The Cinematic Orchestra w Szybie Wilson

Autor: 
Basia Adamek
Autor zdjęcia: 
Barbara Adamek, www.barbaraadamek.pl

Legendarni twórcy nu jazzu zaledwie uchylili drzwi do jazzowej krainy, przyprawionej elektronicznymi brzmieniami podczas niedzielnego koncertu w katowickim Szybie Wilson. Mowa oczywiście o podporze londyńskiej wytwórni płytowej Ninja Tune - The Cinematic Orchestra. Koncert odbył się 19 lutego w ramach cyklu „Before Tauron Nowa Muzyka 2012”. Mimo ponad półgodzinnego opóźnienia, zmarznięta publiczność z ogromnym entuzjazmem powitała sławną formację na scenie. Niestraszna nawet okazała się nieco zbyt niska temperatura panująca w sali koncertowej Galerii. Gdy pierwsze energetyczne dźwięki rozbrzmiały można było wręcz zasmakować tej pozytywnej aury.

 

 

 

Muzycy od początku postawili na improwizację, czemu trudno się dziwić w przypadku tak doświadczonych twórców. Z ogromną przyjemnością można było obserwować ich muzyczne porozumienie. Pełna ekspresji perkusja doskonale współgrała z melodyjną gitarą Larry'ego Browna, znanego szerzej pod pseudonimem Grey Reverend. Jego hipnotyzujący głos, w znakomitej kompozycji „Music Box” dowiódł po raz kolejny jego wokalnego kunsztu, ukazując jednocześnie ogromną wrażliwość artysty. Na dokładkę zaserwował publiczności utwór „To Build A Home”.

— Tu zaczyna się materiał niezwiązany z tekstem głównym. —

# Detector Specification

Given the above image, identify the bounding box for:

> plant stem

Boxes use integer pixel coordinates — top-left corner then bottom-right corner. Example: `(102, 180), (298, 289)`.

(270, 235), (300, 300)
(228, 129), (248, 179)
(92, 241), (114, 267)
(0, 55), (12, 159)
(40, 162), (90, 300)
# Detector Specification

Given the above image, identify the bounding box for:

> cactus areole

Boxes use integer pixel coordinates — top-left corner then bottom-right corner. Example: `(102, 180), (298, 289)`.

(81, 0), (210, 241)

Podczas koncertu nie zabrakło słynnego utworu „Evolution” pochodzącego z krążka „Every Day”, z 2002 roku. Utwór okrzyknięto przełomowym hitem nowego milenium, mimo, iż w wykonaniu Heidi Vogel, a nie słynnej Fontelli Bass, nie stracił nic na jakości. W „Breathe” artystka potwierdziła wokalny talent wprowadzając publiczność w bardziej nostalgiczny, nieco sentymentalny nastrój. Podczas bisów członkowie The Cinematic Orchestra, podobnie jak na początku koncertu, porwali wszystkich w wir improwizacji. Na szczególną uwagę w tej części zasługiwało wyraziste, pełne dynamiki brzmienie instrumentów klawiszowych, dopełnione rytmiczną perkusją. Ograniczona do minimum ilość instrumentów, zaskakująca prostota, wypełniona ciepłym brzmieniem wprowadziła publiczność w zaczarowaną, wielobarwną i wielosmakową krainę, zapraszając na w pełni sycąca muzyczną ucztę.

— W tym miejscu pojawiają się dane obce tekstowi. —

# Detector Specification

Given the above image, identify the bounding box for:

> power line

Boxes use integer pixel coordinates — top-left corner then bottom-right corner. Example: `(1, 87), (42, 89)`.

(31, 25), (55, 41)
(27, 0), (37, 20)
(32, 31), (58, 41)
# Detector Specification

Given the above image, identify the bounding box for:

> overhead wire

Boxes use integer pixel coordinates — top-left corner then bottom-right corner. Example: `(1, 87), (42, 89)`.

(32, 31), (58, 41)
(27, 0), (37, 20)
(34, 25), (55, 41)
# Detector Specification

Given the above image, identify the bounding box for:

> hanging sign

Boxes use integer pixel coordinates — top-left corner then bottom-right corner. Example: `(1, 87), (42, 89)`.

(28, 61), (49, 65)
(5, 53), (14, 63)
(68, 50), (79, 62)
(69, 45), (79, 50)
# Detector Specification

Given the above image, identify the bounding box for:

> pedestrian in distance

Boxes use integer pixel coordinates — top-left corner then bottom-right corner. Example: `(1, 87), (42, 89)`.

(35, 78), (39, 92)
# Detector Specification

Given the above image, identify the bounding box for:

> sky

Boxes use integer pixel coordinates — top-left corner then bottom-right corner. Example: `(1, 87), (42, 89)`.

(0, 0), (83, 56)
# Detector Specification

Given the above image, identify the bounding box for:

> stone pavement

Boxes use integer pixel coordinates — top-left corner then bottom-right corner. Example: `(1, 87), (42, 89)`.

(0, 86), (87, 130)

Sukces był jednak połowiczny. Zdecydowanym minusem okazała się akustyka pomieszczenia i jej nagłośnienie. O ile dźwięki przyjemnie trafiały do publiczności znajdującej się wprost pod sceną, o tyle im dalej „w las”, tym bardziej zlewały się w całość, sprawiając słuchaczowi coraz mniej przyjemności. Rozczarowała także budowa koncertu, którego główna ciężkość spadła na utwory melancholijne. Zdecydowanie zabrakło mieszanki energetycznych, elektronicznych brzmień, gdzie jazzowa czułość stanowiłaby jedynie dodatkowy smak. Niestety poprzeczka postawiona przed legendarnymi Brytyjczykami wydała się nazbyt wysoka. Klimat koncertu zbliżony był bardziej do koncepcji akustycznych narracji i sennych wokaliz, niż przełomowej muzyki zbudowanej z sampli wymieszanych z jazzowym brzmieniem. Mimo drobnych minusów, należy jednakże podkreślić, iż ekspresja muzyków oraz lekkość, z jaką występują na scenie niewątpliwie potwierdza ich niebanalny kunszt artystyczny.